Die Mauer

Heute hätten wir wohl nicht spazieren gehen sollen.

Schon während der kurzen Autofahrt zum Kanal kroch ein unbehagliches Gefühl in die Glieder und irgendwie auch in die Köpfe.

Wir sprachen es nicht aus, aber ich bin sicher, dass wir die gleichen Worte dachten, wie es bei Paaren, die schon länger zusammen sind, nicht selten vorkommt.

Am Kanalufer überfiel uns dann die durchdringende Kälte mit aller Macht. Der leichte Nebel verlieh dem Ganzen nicht diese geheimnisvolle Aura, die man gerne solchem Wetter zuordnet.

Es war irgendwie menschenleer-morbid, aber es ist schon schwer, dafür Worte zu finden.

Der Weg am Kanal wird von vielen Menschen nicht geschätzt, weil er vordergründig wenig Abwechslung bietet. Auf der einen Seite des sich sterotyp dahin ziehenden doppelten Betonbandes ist die Kanalböschung und auf der anderen Seite, der Kanal, dessen Wasser heute kalt, abweisend und völlig bewegungslos vor sich hin brütete.

Der Schock kam ohne Vorwarnung.

Neben dem Weg lag ein toter Schwan, dessen Kopf abgerissen war. Das Weiß des Gefieders kontrastierte brutal mit dem blutigen Rot an der Stelle, wo ein Mensch oder ein Tier sich an dem Schwanenhals vergriffen hatte.

Meine Frau zog mich entsetzt weiter. Gleichwohl machte ich noch ein Foto, oder vielmehr glaubte ich ein Foto gemacht zu haben.

Später, beim Überspielen der Bilder, fehlte dann dieses Motiv, was mich sehr sehr nachdenklich gemacht hat.

Im weiteren Verlauf, als wir mit beschleunigten Schritten weiter gingen und uns über das Gesehene ausschwiegen, sahen wir diese Laterne, eine der vielen Laternen, die das Kanalufer säumen.

Die Laterne blinkte. Nur diese Laterne blinkte. Sie blinkte nicht gleichmäßig, sondern pulsierend, unregelmäßig, kommunizierend.

Die Laterne gab uns ein Zeichen.

Wir wurden angewiesen, die Treppe neben dem vereisten Wasserfall hinauf zu gehen. Wenn sie jetzt fragen, wie das möglich ist, dass uns genau dieses mitgeteilt wurde, muss ich die Anwort schuldig bleiben.

Es war eben so.

Oben angekommen, öffnete sich eine Höhlung, in die nur noch gefiltertes Licht eindringen konnte. Die Laterne schimmerte durch dichtes Gestrüpp hindurch. Jetzt zeigte sie das Dauerlicht, wie alle anderen Laternen.
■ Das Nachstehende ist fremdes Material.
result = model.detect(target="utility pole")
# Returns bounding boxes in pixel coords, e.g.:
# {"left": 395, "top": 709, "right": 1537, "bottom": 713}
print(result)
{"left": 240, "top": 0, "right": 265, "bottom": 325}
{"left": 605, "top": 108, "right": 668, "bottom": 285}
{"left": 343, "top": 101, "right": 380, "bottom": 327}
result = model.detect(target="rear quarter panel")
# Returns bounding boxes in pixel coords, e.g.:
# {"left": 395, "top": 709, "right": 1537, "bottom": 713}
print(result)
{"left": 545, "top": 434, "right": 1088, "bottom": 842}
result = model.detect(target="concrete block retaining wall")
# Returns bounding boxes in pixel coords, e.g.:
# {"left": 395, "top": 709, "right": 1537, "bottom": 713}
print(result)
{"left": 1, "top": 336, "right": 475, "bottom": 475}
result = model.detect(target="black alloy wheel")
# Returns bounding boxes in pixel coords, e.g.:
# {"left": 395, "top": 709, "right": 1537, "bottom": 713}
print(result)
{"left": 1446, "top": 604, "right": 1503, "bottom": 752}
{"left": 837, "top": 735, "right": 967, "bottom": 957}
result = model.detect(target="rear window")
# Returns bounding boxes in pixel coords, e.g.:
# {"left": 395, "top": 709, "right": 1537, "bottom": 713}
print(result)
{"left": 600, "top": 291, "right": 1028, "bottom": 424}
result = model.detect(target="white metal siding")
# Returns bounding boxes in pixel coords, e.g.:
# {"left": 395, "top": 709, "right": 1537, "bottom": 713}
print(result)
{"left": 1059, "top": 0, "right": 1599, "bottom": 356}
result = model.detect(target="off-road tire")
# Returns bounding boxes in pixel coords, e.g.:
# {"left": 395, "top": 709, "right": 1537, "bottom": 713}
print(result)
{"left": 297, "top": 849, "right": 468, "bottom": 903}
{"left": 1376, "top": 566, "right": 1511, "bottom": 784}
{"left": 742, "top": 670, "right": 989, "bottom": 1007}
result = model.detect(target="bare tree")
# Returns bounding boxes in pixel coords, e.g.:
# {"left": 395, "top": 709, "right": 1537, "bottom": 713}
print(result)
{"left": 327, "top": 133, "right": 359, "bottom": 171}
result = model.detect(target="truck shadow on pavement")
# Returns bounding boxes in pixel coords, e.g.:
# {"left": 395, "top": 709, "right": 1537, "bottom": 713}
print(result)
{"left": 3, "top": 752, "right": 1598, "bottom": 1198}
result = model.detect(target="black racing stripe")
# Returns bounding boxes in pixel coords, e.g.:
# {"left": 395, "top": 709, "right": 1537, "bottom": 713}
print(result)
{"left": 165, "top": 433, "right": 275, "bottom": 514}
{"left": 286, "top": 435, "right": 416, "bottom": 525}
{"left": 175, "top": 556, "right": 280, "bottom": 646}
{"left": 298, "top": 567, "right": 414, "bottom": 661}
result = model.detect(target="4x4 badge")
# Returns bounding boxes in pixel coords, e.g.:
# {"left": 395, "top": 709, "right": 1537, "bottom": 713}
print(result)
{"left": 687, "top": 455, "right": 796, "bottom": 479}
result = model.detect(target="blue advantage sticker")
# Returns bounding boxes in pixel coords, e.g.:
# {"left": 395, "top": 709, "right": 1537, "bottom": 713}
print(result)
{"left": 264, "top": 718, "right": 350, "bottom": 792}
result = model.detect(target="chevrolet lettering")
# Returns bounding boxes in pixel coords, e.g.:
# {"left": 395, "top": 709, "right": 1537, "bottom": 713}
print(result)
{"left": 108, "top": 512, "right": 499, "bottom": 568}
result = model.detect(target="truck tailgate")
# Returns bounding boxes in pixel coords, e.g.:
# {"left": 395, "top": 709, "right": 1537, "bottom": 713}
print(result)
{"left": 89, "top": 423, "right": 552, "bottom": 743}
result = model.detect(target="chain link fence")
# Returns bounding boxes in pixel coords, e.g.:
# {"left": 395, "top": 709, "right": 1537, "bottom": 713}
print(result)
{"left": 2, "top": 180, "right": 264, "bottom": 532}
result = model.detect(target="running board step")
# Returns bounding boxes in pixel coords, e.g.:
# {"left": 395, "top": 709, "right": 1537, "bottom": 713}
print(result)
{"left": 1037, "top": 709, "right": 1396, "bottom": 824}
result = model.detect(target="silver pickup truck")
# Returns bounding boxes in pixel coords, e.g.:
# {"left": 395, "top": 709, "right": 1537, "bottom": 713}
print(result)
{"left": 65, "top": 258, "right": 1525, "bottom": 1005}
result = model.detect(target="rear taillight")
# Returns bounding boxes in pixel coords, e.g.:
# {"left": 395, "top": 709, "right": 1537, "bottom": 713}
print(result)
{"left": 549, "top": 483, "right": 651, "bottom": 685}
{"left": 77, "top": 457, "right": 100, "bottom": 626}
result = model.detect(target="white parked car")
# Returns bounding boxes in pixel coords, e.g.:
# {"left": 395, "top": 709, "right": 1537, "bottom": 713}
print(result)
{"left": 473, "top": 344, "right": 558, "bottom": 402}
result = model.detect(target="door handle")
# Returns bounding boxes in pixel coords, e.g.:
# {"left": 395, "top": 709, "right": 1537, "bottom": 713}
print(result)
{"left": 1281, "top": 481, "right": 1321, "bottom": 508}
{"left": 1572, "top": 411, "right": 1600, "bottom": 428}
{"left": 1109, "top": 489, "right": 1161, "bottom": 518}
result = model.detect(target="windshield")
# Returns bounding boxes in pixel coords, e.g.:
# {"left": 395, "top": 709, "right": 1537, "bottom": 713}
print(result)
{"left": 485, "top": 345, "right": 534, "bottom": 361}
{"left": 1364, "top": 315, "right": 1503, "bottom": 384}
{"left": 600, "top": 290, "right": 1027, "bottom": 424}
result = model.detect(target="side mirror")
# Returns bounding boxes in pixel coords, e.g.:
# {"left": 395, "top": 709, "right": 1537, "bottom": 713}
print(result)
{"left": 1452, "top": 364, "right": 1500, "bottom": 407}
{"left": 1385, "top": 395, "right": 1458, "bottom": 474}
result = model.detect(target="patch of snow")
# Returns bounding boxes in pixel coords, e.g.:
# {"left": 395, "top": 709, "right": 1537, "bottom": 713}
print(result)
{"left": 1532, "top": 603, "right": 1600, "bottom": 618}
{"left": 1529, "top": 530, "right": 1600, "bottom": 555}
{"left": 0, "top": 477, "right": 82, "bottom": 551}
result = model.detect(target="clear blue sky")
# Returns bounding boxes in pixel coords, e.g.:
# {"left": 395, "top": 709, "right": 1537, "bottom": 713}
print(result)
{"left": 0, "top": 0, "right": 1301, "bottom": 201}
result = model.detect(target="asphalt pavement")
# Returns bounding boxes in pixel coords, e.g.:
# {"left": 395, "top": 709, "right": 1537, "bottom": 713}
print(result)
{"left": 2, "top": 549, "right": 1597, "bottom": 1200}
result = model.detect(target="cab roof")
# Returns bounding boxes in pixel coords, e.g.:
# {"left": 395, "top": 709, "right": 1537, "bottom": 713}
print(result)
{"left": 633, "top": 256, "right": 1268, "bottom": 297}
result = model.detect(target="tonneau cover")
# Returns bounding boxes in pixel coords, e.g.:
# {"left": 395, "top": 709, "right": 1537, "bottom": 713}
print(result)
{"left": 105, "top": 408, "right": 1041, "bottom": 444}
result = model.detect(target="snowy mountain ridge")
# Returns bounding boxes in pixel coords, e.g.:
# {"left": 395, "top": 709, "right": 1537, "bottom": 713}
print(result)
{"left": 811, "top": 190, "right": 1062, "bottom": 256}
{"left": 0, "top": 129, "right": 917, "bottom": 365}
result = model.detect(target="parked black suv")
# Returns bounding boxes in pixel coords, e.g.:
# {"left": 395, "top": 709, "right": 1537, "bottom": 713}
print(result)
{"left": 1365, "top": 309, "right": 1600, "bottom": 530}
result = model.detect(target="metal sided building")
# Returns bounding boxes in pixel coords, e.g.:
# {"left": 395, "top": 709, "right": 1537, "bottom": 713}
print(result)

Wir befanden uns nun in einem Raum, der hallenartig durch dichtes Gezweig gebildet wurde. Ein Teil des festgefrorenen Bodens wurde von dem Bach durchflossen, dessen Wasserfall wir gerade eben gesehen hatten.

Aber zwischen dem Gestrüpp war eine Mauer zu sehen. Wir dachten an einen Grabstein, der vielleicht aufgrund alter Privilegien hier vor langer Zeit mal errichtet werden durfte.

Aber es war kein Grabstein, sondern eine Mauer, an der diese Zeichnung sichtbar wurde.

Uns hielt hier nichts mehr. Wir traten fluchtartig den Rückweg an, fanden irgendwie das Auto und fuhren schweigend nach Hause.

Gut, dass es mir gelungen ist, das Zeichen auf der Mauer im Bild festzuhalten. Jedenfalls dieses Bild ist nicht auf mysteriöse Weise vom Datenspeicher der Kamera verschwunden.

Ich bin fast sicher, dass der von uns besuchte Ort nicht mehr aufzufinden ist. Von einer Benachrichtigung wissenschaftlicher Institutionen werde ich daher absehen.

4 Gedanken zu „Die Mauer“

  1. wenn ihr nicht nach Hause geflüchtet wäret, hätte das ein prima Krimi werden können. Weiter so! Da ist schreiberisches Talent erkennbar, das nicht weiter verschüttet bleiben darf. Ich würde das erste Buch kaufen. Ehrlich!